I believe there were proposals to demolish or remove the monument after the fall of communism but it is still standing though in poor repair. When I was there today there were a couple of floral tributes at the foot of the obelisk, presumably placed there on June 2, the day when Bulgarians commemorate Botev. (The second picture I shot in portrait mode but while playing with it later I decided I liked the extreme angle of this landscape version.)
I have a surprising number of pictures of rubbish bins. I’m not sure what that says about me if anything. Apart from the bright colours and somewhat sculptural look of these three bins I liked the juxtaposition with the very drab and formal sculpture in the background.
This is my favourite shot of the day taken near the CSKA training pitches. You can see the CSKA graffiti on the building in the centre. This is another type of picture I seem to have a lot of.

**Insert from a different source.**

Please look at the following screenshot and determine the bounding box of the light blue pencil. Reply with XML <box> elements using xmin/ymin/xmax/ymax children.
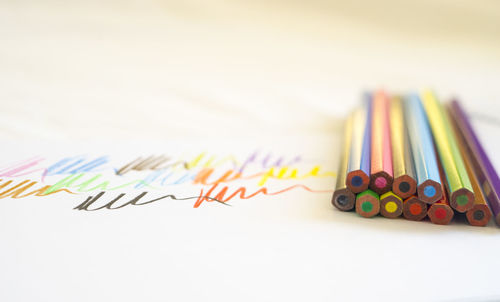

Apparently a cyclist riding through the frame appeals to me. The success of these is largely down to luck rather than judgement. I saw the cyclist coming and got in position. From then on it’s a matter of hoping that you have the right shutter speed for the speed of the cyclist – enough to generate some motion blur, not so much the details disappear. In this case it could have been a little slower but it’s near enough. You also have to be lucky to get the bicycle in the right position in the frame – shoot too soon and half the bike will be missing, too late and the bike will be too central or even leaving the frame entirely. This one was just about perfect. That the woman is fiddling with her backpack as she rides is a nice bonus since it gives her a very dynamic posture.
And finally… just beyond the park exit on Boulevard Tsarigradsko shose is the Eagle Bridge. It sounds quite grand and it has sculpted eagles and elaborate railings. But it’s only around twenty feet long which does spoil the effect. Sofia unlike many cities is not built on a river so what the Eagle Bridge crosses is more of a stream running in a culvert than a real river. This picture is of one of the four bronze eagles that stand at the four corners of the bridge together with one of the large street lights that illuminate the Boulevard. I though they made a nice pair.